Whatever the source of its name, theologians have been twirling like dervishes for centuries, trying to fit the good of Good Friday into church doctrine.
Here is the type of reasoning generally offered: “… despite—indeed because of—its sadness, Good Friday is truly good. Its sorrow is a godly sorrow.” And later in the same article: “I like to think the linguistic accident that made ‘God’s Friday’ into ‘Good Friday’ was no accident at all. It was God’s own doing—a sharp, prophetic jab at a time and a culture obsessed by happiness.” [Chris Armstrong, Christianity Today Newsletter, 2003.]

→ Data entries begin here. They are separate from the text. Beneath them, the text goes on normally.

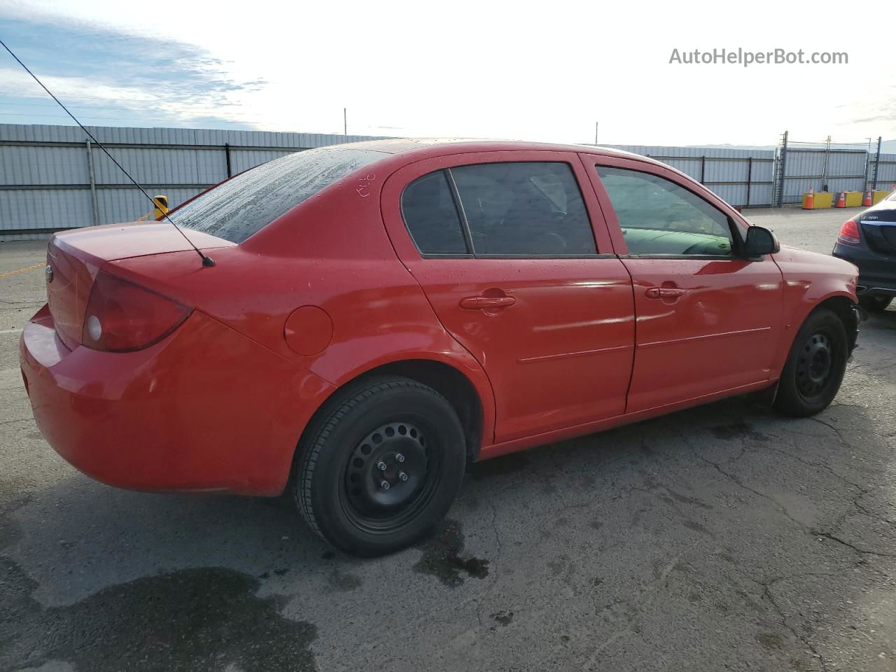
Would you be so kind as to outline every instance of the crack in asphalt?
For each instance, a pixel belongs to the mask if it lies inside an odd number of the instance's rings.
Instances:
[[[795,628],[793,625],[790,625],[790,622],[788,620],[787,616],[784,614],[784,610],[780,607],[780,605],[778,604],[778,600],[775,599],[774,595],[771,594],[771,590],[769,585],[765,585],[762,587],[762,597],[767,599],[769,602],[771,604],[771,606],[774,607],[775,611],[778,612],[778,616],[780,616],[781,619],[781,625],[784,625],[784,627],[786,627],[788,630],[789,630],[794,637],[796,637],[799,642],[802,642],[806,645],[806,647],[810,651],[812,651],[812,655],[817,658],[818,662],[822,664],[823,672],[827,672],[828,664],[824,660],[824,656],[823,656],[821,652],[819,652],[819,650],[815,648],[815,645],[809,641],[808,637],[806,637],[797,633],[797,628]]]
[[[604,611],[612,608],[613,607],[627,604],[631,607],[633,613],[628,615],[624,615],[625,619],[625,625],[624,627],[619,628],[613,632],[599,646],[598,646],[594,650],[591,651],[591,655],[588,657],[585,660],[584,665],[582,666],[582,669],[584,672],[587,670],[593,669],[594,664],[598,660],[598,657],[607,650],[607,647],[611,646],[616,640],[625,634],[630,634],[636,631],[636,625],[638,619],[642,616],[645,607],[649,607],[650,601],[648,598],[655,597],[660,589],[665,588],[668,585],[667,580],[668,579],[669,573],[672,570],[684,559],[689,553],[691,553],[694,548],[702,544],[705,539],[698,539],[694,543],[691,544],[687,548],[685,548],[682,553],[680,553],[676,557],[666,564],[662,572],[659,573],[659,576],[652,582],[642,584],[636,590],[635,594],[628,599],[619,599],[614,600],[607,605],[604,608],[599,609],[595,612],[595,616],[600,616]]]

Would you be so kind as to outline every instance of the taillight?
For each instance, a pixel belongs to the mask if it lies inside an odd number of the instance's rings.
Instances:
[[[192,312],[168,297],[100,271],[87,302],[81,342],[97,350],[139,350],[168,336]]]
[[[843,222],[843,227],[837,237],[837,242],[843,245],[858,245],[861,242],[858,237],[858,224],[852,220],[847,220]]]

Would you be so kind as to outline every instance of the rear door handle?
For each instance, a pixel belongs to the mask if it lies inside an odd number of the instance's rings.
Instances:
[[[685,291],[676,287],[651,287],[644,294],[648,298],[678,298],[685,296]]]
[[[516,303],[513,297],[467,297],[461,299],[461,307],[466,310],[506,308]]]

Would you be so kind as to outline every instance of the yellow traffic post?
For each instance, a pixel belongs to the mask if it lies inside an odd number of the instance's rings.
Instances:
[[[168,196],[166,196],[164,194],[159,194],[158,196],[153,196],[152,202],[156,206],[155,210],[152,212],[152,215],[156,220],[158,220],[166,212],[168,212]]]

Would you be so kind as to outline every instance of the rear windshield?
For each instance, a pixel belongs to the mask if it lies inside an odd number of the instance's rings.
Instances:
[[[298,151],[237,175],[170,218],[179,227],[242,243],[324,187],[384,156],[326,147]]]

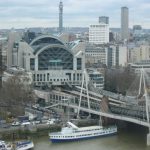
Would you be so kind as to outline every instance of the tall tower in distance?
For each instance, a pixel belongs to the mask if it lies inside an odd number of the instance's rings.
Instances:
[[[59,32],[63,31],[63,2],[59,3]]]
[[[129,39],[129,10],[128,7],[121,7],[121,39]]]

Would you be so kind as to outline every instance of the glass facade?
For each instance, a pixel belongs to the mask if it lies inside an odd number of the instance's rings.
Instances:
[[[38,70],[73,70],[73,55],[64,48],[52,47],[38,55]]]
[[[81,69],[82,69],[82,59],[77,58],[77,70],[81,70]]]
[[[34,58],[30,58],[30,69],[34,70],[35,68],[35,59]]]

I find this sort of reasoning troublesome. We often put words in God’s mouth to help us out when we face the pieces of our tradition that make no sense.
Certainly some folks were happy in that time and culture, some probably excessively so; but many more were poor, downtrodden, sick, discounted by social, church and political hierarchies. Those people suffered the same societal ills that we do in terms of haves and have-nots — the evils inherent in that disparity was one of Jesus’ favorite preaching themes.
My own “good” ramblings are brief, and are tied to the entomological roots of the word, in part from Sanskrit gadhya: what one clings to. There’s no doubt we cling to the crucifixion piece of our tradition, and rightly so — but I’m not sure we are grasping for the right reasons.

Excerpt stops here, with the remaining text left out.